One of the most senior clerics in the Church of England is facing a row over plans to build wind turbines on historic church land, a decision opponents claim puts profit before parishioners.
The Rt Rev Paul Butler, the next Bishop of Durham, has overseen plans to install the controversial structures on fields held by the church for centuries in his current diocese, of Southwell and Nottingham.
Under Bishop Butler’s leadership, private contractors have surveyed 4,000 acres of “glebe” land – historic tracts of pasture traditionally used to support livings for the clergy – for power generation.
Because of Government subsidies for renewable energy, the diocese has been advised that it could generate around 300 times as much income from a small stretch of land by installing a wind turbine as by using it to graze cattle.
After surveying up to 100 sites they eventually come up with plans to build large turbines on just two sites in the diocese, in the parishes of Elston and Upper Broughton. Other sites were ruled out because they were too near to houses or would have disrupted radar or radio communications.
But the residents of the two sites chosen have voiced alarm at the impact they say the looming structures will have on their homes.
The row could cause embarrassment for the bishop when he takes over his new diocese of Durham, the see left empty by the appointment of the Most Rev Justin Welby as Archbishop of Canterbury.
Among those who have spoken out recently over the spread of wind farms in the North East of England in recent months is the bishop of the neighbouring diocese of Newcastle, the Rt Rev Martin Wharton.

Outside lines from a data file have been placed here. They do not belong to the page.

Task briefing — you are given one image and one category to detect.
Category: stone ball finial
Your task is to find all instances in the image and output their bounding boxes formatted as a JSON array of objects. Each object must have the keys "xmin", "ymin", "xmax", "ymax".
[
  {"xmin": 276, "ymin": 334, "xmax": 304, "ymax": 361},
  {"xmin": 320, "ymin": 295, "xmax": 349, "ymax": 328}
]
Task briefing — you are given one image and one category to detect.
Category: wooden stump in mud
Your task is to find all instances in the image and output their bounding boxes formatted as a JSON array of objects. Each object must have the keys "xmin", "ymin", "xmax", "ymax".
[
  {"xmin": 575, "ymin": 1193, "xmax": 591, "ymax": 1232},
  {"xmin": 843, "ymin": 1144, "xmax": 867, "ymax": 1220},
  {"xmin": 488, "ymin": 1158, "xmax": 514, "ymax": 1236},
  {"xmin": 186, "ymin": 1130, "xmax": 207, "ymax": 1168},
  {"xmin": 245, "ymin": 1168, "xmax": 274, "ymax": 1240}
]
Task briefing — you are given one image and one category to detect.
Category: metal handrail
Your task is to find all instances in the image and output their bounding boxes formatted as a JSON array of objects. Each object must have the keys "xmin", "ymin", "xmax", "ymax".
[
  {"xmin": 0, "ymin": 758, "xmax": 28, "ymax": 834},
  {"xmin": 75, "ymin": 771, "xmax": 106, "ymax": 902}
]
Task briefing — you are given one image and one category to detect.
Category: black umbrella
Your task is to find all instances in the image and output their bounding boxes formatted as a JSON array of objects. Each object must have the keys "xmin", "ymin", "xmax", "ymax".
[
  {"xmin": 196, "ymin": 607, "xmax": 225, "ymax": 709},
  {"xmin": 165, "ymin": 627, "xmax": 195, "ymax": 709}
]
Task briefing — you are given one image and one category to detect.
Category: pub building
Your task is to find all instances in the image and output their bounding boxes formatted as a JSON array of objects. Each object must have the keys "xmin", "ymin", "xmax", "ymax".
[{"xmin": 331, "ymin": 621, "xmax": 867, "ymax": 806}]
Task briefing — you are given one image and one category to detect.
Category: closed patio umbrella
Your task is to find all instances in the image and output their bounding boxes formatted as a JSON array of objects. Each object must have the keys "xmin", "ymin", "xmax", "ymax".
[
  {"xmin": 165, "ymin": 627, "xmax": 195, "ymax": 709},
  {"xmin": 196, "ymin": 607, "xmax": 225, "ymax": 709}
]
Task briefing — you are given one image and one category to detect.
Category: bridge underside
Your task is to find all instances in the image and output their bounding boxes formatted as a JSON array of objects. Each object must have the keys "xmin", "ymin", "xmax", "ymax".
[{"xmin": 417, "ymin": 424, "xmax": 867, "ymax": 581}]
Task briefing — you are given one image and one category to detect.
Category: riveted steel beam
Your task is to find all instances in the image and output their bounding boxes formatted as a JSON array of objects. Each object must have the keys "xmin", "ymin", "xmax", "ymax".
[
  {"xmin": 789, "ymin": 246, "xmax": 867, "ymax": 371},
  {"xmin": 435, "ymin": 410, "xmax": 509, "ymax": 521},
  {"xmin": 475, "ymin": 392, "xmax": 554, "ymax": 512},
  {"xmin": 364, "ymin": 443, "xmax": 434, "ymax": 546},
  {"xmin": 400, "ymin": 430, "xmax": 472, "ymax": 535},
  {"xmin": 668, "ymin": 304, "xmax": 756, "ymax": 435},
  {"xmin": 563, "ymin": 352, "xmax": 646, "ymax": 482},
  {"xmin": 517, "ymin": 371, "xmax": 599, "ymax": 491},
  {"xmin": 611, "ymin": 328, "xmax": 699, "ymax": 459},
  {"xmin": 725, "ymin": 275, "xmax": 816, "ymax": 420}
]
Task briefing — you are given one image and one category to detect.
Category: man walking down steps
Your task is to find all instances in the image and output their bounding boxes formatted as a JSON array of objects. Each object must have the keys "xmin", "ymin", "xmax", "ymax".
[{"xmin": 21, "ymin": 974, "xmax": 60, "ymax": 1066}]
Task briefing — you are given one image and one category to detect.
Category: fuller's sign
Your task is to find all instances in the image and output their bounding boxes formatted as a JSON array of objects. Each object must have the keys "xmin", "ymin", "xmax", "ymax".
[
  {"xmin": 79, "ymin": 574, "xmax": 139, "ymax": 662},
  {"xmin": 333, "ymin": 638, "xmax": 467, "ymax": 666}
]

Bishop Wharton wrote as article in September describing wind farms as a “blot” on “God’s creation”.
Jane Fraser, of the local campaign group Voices Against Turbines in Upper Broughton, said: “The project is purely about maximising profit and has nothing to do with green ambitions or consideration for local congregations.
“Historically glebe land was linked to the parish but we know that now it is under diocesan control.
“There is a feeling that the land should be for the benefit of the community and at the moment it looks as if the community is going to shoulder all the impact but non of the benefits.”
But Nigel Spraggins, chief executive of the diocese, insisted that profit was not the main motivation.
“The current feed-in tariffs are financially good, however, even if they were lower, because of our environmental policy, we would still be exploring this possibility,” he said.
“The diocese does have to manage its assets well as they are there to contribute to the overall income which is required primarily to employ our clergy.
“We are not maximising profits but we are seeking wise financial management.”